Others argue that the threat of S.E.C. action could empower executives in charge of cybersecurity. Jake Williams, a security expert who consults with companies when they've experienced a data breach, said he regularly saw CISOs being asked to "paint a rosy or maybe rosier-than-aligned-with-reality picture." But he added: "That practice, I think, died the day the SolarWinds lawsuit was filed by the agency. No CISO can now risk basically painting an unrealistically positive picture of cybersecurity."

Harley Geiger is a lawyer who specializes in cybersecurity at the law firm Venable and is part of the team representing a coalition of tech companies including Cisco, Broadcom, Microsoft and Google.
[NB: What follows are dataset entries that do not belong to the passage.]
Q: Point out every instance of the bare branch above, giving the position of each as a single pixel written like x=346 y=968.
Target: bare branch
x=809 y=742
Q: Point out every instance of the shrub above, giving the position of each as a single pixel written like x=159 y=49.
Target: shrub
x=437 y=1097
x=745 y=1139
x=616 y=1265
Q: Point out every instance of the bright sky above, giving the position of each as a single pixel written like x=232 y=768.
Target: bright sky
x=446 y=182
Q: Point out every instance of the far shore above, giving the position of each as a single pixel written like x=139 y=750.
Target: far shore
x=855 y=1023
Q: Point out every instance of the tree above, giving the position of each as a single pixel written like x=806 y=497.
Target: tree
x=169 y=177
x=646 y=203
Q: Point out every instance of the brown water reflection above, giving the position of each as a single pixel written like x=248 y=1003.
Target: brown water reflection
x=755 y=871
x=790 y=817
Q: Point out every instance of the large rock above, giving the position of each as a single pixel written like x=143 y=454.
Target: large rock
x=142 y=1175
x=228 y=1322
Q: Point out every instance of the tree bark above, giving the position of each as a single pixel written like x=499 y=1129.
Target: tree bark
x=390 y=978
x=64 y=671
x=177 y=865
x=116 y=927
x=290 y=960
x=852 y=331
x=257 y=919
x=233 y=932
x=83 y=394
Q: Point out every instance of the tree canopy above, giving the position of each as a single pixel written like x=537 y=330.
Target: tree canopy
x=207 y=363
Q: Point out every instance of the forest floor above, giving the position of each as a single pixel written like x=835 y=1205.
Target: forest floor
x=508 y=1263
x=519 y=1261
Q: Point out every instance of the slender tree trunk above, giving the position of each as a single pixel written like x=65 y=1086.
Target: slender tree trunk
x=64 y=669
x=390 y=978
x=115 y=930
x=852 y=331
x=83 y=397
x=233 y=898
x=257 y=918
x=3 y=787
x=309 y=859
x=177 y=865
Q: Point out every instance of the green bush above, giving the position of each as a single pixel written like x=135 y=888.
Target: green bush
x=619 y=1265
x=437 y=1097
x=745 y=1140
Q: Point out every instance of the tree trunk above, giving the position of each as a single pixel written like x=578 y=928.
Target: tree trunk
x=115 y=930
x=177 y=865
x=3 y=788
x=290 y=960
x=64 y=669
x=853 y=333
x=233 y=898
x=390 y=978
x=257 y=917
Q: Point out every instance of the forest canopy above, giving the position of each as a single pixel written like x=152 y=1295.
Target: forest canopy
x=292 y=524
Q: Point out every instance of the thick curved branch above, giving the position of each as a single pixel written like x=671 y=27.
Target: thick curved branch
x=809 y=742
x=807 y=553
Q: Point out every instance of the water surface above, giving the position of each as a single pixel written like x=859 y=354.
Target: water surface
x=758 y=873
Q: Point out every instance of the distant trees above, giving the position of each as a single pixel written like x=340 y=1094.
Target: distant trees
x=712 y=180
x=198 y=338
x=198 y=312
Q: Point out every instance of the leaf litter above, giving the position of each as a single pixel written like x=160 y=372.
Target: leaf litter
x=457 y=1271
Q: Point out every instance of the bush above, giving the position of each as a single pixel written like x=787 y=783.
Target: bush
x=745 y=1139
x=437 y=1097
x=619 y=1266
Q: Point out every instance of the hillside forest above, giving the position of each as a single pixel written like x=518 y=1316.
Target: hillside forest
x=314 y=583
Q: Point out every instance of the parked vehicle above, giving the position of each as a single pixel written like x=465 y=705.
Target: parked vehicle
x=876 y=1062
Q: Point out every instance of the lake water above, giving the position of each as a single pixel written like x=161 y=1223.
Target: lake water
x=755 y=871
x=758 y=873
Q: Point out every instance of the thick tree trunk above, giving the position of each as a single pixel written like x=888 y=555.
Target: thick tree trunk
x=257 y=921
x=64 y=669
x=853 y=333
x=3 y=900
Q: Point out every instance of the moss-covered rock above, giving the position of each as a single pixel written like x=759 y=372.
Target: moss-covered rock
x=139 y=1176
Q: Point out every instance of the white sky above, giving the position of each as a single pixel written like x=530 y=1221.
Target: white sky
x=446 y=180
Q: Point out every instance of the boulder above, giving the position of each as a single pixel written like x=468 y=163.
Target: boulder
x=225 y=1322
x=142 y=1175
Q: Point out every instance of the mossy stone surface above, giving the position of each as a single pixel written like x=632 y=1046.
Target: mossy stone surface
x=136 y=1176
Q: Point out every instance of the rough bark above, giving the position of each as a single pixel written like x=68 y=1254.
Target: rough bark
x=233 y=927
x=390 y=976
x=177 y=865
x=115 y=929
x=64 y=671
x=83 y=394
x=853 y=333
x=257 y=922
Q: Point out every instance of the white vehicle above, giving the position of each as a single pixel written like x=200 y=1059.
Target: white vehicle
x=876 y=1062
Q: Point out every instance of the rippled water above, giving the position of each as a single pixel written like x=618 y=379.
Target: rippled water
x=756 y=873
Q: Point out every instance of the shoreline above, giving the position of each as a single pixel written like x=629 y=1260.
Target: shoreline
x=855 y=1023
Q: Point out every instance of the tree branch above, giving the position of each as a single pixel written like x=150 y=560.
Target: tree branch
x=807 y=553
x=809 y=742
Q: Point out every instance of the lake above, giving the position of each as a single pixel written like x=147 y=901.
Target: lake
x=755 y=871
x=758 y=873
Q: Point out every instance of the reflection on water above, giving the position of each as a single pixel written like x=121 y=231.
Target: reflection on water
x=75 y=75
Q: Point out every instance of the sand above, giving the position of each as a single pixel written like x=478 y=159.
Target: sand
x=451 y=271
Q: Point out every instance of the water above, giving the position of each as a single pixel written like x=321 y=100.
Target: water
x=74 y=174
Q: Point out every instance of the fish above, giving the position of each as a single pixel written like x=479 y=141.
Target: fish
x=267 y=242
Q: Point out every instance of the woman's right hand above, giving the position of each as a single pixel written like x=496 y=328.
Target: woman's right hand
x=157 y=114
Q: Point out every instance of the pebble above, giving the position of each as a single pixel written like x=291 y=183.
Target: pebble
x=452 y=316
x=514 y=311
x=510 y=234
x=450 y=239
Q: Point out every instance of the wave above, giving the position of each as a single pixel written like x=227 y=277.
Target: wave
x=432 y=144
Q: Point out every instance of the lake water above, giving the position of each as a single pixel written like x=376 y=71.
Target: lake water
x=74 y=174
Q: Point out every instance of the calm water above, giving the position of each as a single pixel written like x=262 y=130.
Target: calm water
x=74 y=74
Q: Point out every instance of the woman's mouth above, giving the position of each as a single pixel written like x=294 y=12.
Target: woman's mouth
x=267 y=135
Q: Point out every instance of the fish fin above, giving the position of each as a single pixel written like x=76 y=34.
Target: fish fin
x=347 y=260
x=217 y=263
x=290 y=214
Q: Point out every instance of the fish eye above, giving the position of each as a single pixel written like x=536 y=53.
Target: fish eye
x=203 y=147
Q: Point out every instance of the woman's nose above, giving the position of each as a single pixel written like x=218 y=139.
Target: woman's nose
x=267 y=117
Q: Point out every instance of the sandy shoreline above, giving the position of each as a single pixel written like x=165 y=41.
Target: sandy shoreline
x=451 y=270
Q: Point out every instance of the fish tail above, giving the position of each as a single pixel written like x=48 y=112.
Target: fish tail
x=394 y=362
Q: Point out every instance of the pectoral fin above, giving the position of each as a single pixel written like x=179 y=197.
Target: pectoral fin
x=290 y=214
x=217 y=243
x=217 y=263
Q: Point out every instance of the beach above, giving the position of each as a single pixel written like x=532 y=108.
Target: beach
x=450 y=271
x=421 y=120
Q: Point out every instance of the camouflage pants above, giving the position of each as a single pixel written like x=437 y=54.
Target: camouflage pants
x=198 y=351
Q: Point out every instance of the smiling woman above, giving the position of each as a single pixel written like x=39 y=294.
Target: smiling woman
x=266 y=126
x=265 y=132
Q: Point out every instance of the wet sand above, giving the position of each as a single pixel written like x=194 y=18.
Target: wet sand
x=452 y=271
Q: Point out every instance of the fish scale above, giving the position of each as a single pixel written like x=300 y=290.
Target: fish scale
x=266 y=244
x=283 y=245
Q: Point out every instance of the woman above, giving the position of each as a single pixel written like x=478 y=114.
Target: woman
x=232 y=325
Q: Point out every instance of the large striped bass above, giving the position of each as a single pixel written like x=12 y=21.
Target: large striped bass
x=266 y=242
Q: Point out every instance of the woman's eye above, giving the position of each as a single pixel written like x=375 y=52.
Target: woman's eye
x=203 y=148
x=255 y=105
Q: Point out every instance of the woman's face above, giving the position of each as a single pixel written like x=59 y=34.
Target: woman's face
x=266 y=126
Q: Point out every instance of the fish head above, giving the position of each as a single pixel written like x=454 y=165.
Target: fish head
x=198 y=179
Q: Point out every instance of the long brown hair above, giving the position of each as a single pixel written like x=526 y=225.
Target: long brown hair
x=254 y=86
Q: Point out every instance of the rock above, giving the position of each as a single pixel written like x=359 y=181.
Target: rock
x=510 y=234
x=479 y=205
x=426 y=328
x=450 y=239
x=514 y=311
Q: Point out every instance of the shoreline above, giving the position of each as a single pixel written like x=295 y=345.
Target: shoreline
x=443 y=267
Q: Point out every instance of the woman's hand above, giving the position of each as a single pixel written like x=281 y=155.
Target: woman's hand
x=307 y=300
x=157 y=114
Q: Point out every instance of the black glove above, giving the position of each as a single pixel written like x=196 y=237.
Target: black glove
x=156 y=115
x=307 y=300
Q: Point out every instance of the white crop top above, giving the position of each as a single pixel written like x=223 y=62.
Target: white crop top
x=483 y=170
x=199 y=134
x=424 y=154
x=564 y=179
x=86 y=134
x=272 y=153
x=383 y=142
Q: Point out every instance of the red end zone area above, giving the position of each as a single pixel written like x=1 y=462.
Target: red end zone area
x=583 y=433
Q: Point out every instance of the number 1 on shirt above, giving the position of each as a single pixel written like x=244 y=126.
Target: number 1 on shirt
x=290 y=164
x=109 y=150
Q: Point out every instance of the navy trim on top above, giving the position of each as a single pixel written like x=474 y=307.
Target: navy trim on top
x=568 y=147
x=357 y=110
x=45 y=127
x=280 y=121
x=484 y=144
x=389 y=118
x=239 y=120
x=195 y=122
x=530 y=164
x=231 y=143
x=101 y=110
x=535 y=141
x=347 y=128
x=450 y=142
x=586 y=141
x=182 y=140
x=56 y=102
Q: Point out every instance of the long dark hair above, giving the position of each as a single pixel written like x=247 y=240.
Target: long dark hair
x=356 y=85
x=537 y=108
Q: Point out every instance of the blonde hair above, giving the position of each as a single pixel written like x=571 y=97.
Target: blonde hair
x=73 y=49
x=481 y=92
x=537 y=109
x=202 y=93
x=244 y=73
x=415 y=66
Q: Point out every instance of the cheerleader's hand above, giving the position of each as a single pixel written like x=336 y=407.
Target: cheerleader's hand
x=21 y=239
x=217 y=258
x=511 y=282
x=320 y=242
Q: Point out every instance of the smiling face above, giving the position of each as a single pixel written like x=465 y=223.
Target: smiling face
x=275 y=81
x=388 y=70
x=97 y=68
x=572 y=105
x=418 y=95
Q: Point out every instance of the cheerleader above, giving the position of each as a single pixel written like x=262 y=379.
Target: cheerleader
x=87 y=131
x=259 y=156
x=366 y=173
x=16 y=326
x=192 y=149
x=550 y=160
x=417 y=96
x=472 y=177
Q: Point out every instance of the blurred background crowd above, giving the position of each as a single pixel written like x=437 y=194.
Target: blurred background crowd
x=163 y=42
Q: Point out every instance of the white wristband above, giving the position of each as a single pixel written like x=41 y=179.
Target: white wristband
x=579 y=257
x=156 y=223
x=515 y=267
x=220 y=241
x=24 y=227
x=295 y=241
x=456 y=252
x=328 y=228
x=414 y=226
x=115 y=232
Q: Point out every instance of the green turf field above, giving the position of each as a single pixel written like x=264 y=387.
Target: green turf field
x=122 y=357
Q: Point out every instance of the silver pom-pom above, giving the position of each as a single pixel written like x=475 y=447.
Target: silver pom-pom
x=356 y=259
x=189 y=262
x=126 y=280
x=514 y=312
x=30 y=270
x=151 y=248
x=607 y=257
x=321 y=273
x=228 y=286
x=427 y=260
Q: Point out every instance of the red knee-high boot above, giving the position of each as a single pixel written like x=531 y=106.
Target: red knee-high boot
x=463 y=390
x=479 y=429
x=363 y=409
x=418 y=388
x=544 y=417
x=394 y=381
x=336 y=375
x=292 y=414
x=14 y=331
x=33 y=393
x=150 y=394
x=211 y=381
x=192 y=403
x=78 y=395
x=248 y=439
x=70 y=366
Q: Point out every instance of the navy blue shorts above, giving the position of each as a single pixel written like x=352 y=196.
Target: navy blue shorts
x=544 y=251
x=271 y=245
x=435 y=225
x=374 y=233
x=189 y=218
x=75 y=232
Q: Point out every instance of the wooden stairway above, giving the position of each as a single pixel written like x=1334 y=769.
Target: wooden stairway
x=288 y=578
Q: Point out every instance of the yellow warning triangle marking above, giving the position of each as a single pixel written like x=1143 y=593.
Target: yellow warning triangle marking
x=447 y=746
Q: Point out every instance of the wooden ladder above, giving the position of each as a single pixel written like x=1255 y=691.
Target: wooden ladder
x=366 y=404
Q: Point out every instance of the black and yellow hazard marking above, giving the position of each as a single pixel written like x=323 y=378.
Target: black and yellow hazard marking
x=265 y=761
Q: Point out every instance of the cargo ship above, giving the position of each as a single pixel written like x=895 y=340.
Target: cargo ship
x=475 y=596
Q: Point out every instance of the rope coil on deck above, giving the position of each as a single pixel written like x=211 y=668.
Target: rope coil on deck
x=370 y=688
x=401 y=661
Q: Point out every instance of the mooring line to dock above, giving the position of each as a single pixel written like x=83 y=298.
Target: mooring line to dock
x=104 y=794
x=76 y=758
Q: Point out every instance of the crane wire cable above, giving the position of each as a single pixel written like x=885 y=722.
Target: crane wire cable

He said there were ways for CISOs to react to increased personal risk other than avoiding documentation of concerns and recommendations, including by erring on the side of escalating risks and vulnerabilities.

"They may want to be covered by a company's insurance policy. They may want indemnification in their employment contracts," Geiger said. "I think it would be the wrong message for or the wrong takeaway for CISOs to choose to ignore or not escalate material cybersecurity information."

If generic disclosures aren't enough, what is? Being too specific about vulnerabilities could give attackers valuable information, while being too broad isn't valuable to investors. "The question," Wolff said, "is can the S.E.C. define a clear middle ground." -- Sarah Kessler" [1]

1. The Cybersecurity Suit That's Riveting Boards: [Business/Financial Desk]. Kessler, Sarah.  New York Times, Late Edition (East Coast); New York, N.Y.. 20 Nov 2023: B.2.